Front. Chem., 13 November 2018
Sec. Medicinal and Pharmaceutical Chemistry
This article is part of the Research Topic Virtual Drug Design View all 24 articles

Dual-Specificity Phosphatase CDC25B Was Inhibited by Natural Product HB-21 Through Covalently Binding to the Active Site

Updated
  • 1State Key Laboratory of Plateau Ecology and Agriculture, Qinghai University, Xining, China
  • 2Department of Pharmacy, Medical College of Qinghai University, Xining, China

Cysteine 473, within the active site of the enzyme, Cdc25B, is catalytically essential for substrate activation. The most well-reported inhibitors of Cdc25 phosphatases, especially quinone-type inhibitors, function by inducing irreversible oxidation at this active site of cysteine. Here, we identified a natural product, HB-21, having a sesquiterpene lactone skeleton that could irreversibly bind to cys473 through the formation of a covalent bond. This compound inhibited recombinant human Cdc25B phosphatase with an IC50 value of 24.25 μM. Molecular modeling predicted that HB-21 not only covalently binds to cys473 of Cdc25B but also forms six hydrogen bonds with residues at the active site. Moreover, HB-21 can dephosphorylate cyclin-dependent kinase (CDK1), the natural substrate of Cdc25b, and inhibit cell cycle progression.
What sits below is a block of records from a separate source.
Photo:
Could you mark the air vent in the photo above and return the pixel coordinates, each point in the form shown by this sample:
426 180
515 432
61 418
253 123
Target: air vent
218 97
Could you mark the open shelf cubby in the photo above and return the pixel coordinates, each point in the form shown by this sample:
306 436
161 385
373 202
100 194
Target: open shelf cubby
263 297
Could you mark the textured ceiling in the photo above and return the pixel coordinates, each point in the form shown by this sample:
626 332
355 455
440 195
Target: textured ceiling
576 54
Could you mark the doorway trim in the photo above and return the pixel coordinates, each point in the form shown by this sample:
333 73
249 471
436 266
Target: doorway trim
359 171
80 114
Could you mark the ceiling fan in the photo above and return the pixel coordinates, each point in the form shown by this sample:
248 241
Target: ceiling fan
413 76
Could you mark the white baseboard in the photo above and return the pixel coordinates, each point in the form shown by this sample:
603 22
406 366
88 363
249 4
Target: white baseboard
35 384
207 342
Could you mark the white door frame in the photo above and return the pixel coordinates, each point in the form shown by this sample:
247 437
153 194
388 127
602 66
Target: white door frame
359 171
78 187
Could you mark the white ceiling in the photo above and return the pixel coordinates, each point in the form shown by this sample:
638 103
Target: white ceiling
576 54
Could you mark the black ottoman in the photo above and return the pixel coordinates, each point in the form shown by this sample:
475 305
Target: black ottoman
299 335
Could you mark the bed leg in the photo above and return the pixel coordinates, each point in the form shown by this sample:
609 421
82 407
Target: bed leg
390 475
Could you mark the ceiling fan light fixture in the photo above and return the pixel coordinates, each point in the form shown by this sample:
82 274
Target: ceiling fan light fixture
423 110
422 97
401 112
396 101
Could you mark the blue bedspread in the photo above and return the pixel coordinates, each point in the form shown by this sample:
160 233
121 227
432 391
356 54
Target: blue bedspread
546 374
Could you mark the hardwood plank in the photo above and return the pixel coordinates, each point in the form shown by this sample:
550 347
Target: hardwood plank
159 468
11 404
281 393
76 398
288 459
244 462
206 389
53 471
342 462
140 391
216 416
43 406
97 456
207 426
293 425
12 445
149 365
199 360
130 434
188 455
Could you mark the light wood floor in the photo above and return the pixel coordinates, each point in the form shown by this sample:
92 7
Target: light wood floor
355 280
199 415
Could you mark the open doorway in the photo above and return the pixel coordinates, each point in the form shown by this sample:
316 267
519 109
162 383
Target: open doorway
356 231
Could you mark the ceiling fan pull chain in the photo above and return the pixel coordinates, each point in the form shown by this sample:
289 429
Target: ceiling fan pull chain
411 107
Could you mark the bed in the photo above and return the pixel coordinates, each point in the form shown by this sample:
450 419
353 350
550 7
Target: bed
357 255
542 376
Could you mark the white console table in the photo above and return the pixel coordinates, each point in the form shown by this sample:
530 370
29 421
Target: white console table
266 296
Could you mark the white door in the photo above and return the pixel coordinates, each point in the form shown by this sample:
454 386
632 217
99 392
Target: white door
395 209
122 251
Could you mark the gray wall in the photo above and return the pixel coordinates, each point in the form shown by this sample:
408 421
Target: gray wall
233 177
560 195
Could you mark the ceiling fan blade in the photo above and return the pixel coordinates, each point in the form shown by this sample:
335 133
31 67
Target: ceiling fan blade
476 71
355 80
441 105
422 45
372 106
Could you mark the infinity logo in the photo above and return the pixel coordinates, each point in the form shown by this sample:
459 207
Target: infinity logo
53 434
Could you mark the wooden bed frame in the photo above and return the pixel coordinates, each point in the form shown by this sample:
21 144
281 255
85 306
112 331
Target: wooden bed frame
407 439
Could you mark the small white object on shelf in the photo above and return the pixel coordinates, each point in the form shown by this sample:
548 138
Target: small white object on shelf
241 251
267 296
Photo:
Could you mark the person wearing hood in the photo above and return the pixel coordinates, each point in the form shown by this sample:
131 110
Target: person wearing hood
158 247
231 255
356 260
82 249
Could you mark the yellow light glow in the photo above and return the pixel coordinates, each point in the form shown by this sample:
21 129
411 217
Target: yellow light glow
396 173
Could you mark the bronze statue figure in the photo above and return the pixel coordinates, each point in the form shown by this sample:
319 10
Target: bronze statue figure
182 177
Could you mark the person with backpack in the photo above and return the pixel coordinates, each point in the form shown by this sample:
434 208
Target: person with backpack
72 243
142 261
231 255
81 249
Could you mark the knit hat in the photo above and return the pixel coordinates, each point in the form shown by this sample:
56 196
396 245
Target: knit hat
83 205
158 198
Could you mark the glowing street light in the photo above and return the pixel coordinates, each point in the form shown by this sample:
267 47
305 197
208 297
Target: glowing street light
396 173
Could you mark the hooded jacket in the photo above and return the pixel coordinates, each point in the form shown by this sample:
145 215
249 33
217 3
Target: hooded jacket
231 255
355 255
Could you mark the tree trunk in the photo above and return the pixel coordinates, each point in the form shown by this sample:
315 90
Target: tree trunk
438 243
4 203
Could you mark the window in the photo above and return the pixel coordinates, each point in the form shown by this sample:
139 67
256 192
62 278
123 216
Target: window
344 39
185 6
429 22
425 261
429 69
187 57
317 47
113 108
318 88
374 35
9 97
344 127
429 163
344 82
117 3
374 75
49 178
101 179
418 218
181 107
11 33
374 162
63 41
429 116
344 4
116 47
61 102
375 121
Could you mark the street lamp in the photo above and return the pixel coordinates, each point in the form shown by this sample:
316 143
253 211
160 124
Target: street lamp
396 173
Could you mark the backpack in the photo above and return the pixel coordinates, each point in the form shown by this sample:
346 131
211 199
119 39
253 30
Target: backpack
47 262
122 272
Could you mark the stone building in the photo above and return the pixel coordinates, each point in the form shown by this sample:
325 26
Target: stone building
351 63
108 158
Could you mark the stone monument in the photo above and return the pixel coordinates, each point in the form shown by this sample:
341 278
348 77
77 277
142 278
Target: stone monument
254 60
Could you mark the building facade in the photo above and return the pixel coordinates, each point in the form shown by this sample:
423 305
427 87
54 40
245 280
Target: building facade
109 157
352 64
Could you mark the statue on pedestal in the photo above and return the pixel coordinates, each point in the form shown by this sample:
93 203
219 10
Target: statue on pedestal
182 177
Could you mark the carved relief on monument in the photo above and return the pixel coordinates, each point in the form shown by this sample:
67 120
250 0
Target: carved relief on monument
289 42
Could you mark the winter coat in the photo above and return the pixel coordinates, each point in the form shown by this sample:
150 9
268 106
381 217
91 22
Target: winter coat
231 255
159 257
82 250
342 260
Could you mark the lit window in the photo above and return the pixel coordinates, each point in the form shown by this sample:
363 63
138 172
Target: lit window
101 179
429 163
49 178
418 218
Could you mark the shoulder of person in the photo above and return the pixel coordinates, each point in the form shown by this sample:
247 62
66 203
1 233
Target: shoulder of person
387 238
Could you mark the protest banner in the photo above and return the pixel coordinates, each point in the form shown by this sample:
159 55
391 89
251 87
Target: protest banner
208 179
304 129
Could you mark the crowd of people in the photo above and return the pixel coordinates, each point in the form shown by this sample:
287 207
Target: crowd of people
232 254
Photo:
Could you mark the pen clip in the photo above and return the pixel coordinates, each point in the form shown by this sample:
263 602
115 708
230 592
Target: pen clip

In summary, HB-21 is a new type of Cdc25B inhibitor with a novel molecular mechanism.

Introduction

Dual-specificity protein phosphatases (DSP) such as Cdc25s (Cdc25A, Cdc25B, and Cdc25C) play an essential role in cell cycle progression by controlling the phosphorylation state of their natural substrates, cyclin-dependent kinases (CDKs) (Kristjánsdóttir and Rudolph, 2004). Overexpression of Cdc25s and overactivation of CDKs are involved in cancer-associated cell-cycle aberrations (Kristjánsdóttir and Rudolph, 2004). Therefore, Cdc25s have been demonstrated as promising anticancer targets (Boutros et al., 2006, 2007; Xing et al., 2008). Cysteine 473, within the active site of the enzyme Cdc25B, is catalytically essential for activating its natural substrates. Most potent small-molecule inhibitors of the Cdc25 phosphatases are quinone-derived compounds. It has been reported that inhibition of Cdc25B activity can occur by the oxidation of the cys473 through the production of reactive oxygen species (Brisson et al., 2007; Lavecchia et al., 2010, 2012).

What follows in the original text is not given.